Еще бы Саша не знал священный для каждого «свидетеля Иеговы» дом «Башни стражи» — мрачное многоэтажное здание с надстройкой на самом верху в виде башни. В библейские времена, якобы, с таких башен дозорные глядели окрест, предупреждая соплеменников о грозящей беде. Так, дескать, теперь «свидетели Иеговы» с башни своей наблюдают весь мир, не зная расовых, национальных и классовых интересов, только — божественные.

В главном доме иеговистов на сорока трех языках печатается журнал «Башня стражи», миллионными тиражами — различная пропагандистская литература, здесь хранятся секреты международной секты. Здесь резиденция Натана Гомера Кнорра и его единомышленников, отсюда идут приказы, которым — и только им! — обязаны подчиняться правоверные иеговисты всей земли…

Однако попасть на Адамс-стрит не удалось. Когда Калмыков и Граббс въезжали в Бруклин, засигналил радиотелефон, которым была снабжена машина.

Граббс взял трубку.

— Это вы, Граббс? — спросил незнакомый Саше мужской голос.

— Я.

— Нашли, кого нужно?

— Да.

— Он с вами?

— Да.

— Измените маршрут. Приезжайте ко мне.

— Туда, где вы обычно?

— Да.

— Слушаюсь, — по военному ответил Граббс и положил трубку.
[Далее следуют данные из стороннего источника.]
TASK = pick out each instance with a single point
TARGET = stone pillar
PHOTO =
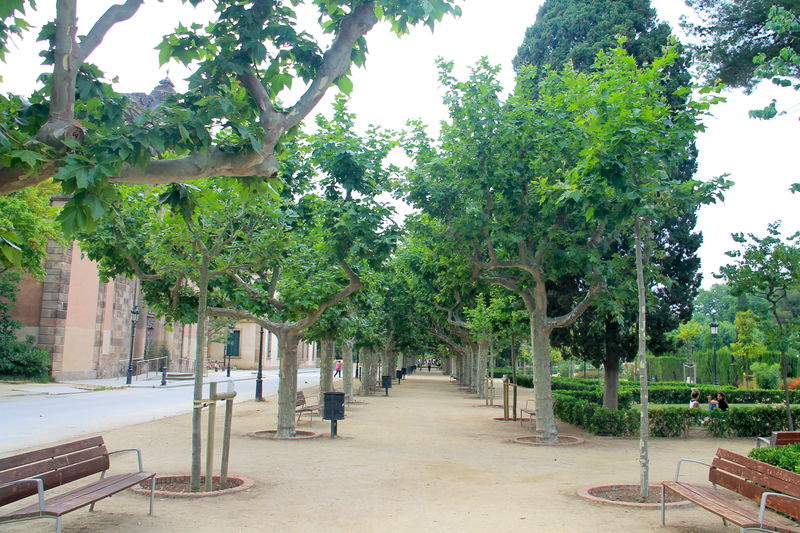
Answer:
(55, 290)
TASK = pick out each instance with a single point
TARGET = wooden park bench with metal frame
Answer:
(34, 473)
(778, 438)
(302, 407)
(530, 410)
(774, 488)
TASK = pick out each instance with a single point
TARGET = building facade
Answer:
(88, 328)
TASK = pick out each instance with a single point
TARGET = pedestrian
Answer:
(694, 403)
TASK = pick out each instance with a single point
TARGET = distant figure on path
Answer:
(694, 403)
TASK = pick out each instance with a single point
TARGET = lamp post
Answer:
(259, 376)
(134, 319)
(714, 331)
(229, 348)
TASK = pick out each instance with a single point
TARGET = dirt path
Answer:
(426, 458)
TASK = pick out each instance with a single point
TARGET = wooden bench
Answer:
(34, 473)
(774, 488)
(779, 438)
(302, 407)
(530, 410)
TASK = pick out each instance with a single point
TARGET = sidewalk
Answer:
(425, 458)
(154, 381)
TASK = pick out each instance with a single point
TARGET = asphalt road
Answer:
(28, 420)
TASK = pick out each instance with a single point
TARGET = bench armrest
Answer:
(39, 488)
(138, 455)
(763, 507)
(680, 462)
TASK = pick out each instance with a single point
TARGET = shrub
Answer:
(748, 421)
(786, 457)
(23, 360)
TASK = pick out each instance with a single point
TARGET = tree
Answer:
(27, 224)
(214, 231)
(572, 32)
(736, 36)
(769, 268)
(230, 122)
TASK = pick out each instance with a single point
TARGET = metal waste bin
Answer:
(333, 406)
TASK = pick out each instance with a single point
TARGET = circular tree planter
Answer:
(177, 486)
(563, 440)
(628, 496)
(271, 434)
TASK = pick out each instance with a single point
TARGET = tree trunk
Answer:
(644, 426)
(483, 356)
(197, 412)
(786, 397)
(326, 366)
(287, 386)
(611, 381)
(347, 366)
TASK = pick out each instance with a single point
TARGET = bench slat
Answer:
(22, 459)
(713, 501)
(83, 496)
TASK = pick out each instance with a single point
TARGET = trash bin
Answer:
(333, 406)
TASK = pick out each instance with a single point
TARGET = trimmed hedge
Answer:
(786, 457)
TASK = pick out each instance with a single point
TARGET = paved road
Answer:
(37, 419)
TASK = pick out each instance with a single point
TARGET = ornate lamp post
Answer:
(134, 319)
(259, 376)
(714, 331)
(229, 349)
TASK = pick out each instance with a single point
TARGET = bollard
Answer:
(386, 383)
(333, 409)
(212, 411)
(226, 434)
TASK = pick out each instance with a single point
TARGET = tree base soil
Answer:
(423, 459)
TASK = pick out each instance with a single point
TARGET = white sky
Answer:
(400, 82)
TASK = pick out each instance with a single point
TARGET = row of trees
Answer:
(576, 190)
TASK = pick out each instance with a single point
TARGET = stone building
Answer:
(86, 324)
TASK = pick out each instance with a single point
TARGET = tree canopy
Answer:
(231, 121)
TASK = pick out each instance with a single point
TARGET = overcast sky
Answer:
(399, 83)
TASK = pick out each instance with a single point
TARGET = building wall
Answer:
(85, 324)
(80, 323)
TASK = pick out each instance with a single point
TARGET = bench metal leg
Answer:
(152, 494)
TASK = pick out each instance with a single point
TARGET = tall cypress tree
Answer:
(573, 31)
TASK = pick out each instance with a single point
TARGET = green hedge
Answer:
(748, 421)
(786, 457)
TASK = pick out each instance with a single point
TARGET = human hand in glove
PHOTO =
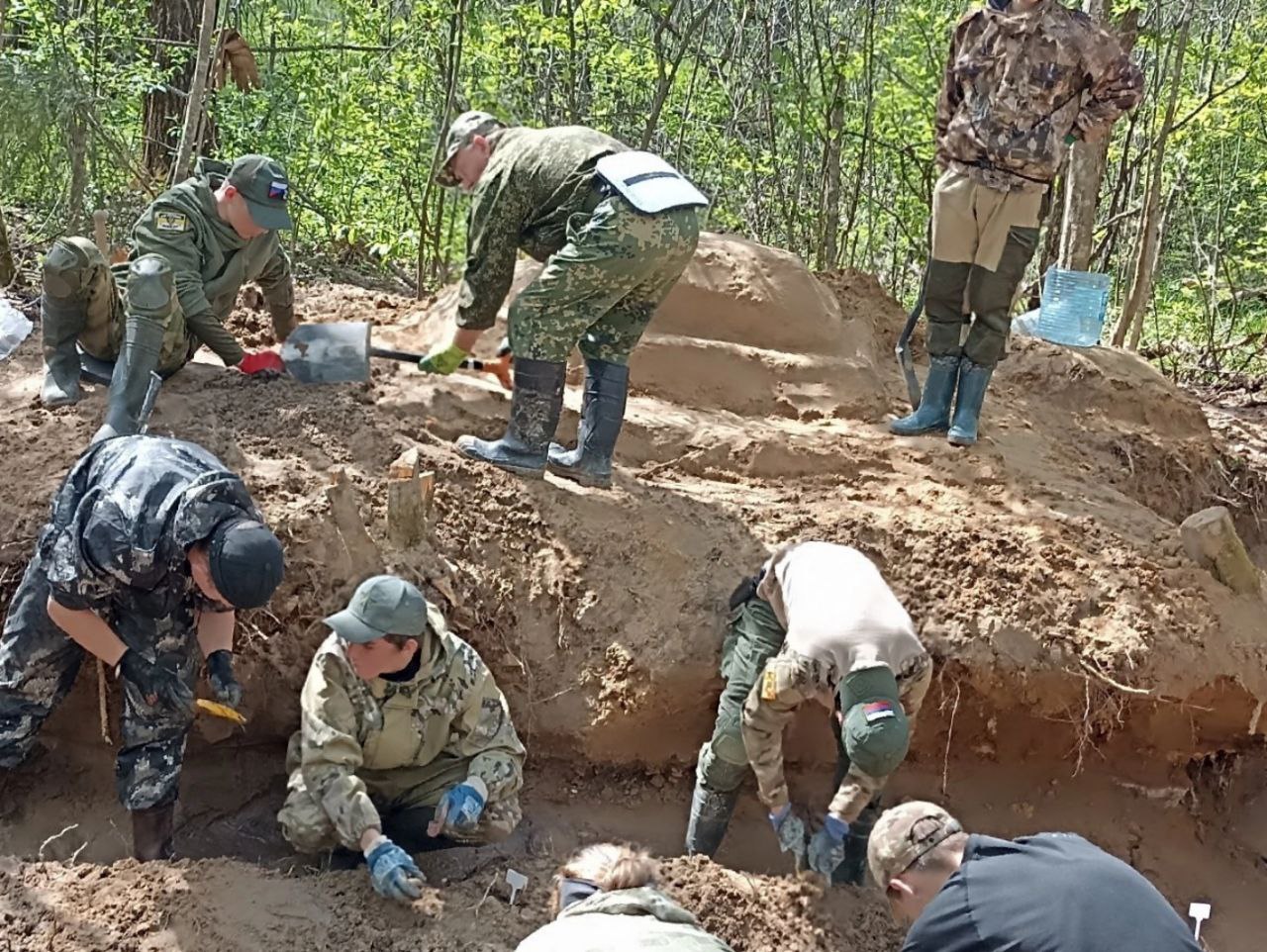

Даже из этого короткого разговора Калмыков понял, что предстоит что-то серьезное.

Граббс круто свернул в первый же переулок, и машина поехала в направлении, обратном тому, которого держалась до сих пор. Саша не знал города и равнодушно глядел по сторонам, ни на чем не останавливая своего внимания. Уже совсем стемнело и рекламные огни, яркие витрины магазинов, проносящиеся мимо, раздражали, мешали сосредоточиться.

Минут через двадцать после телефонного разговора автомобиль остановился возле большого дома. Улица была в стороне от центра, темноватая, малолюдная.

Саша вопросительно глянул «а Граббса.

— Двенадцатый этаж, коридор «Д», номер двести два, войти не стучась, — сказал Граббс. — Повторите.

— Двенадцатый этаж, коридор «Д», номер двести два, войти не стучась, — быстро проговорил Саша.

— Правильно. Прощайте!

— Прощайте!

Поднявшись на указанный Граббсом этаж, Саша нашел коридор «Д» и дверь 202. Дощечки с фамилией жильца, названием фирмы, которая занимает это помещение, или другого какого-нибудь указания, поясняющего, что здесь находится, не было. Дверь подалась нажатию легко. Распахнулась.

Саша вошел.

Обстановка была скромная, — так обставляют кабинеты бизнесмены средней руки. Хозяин сидел за большим письменным столом.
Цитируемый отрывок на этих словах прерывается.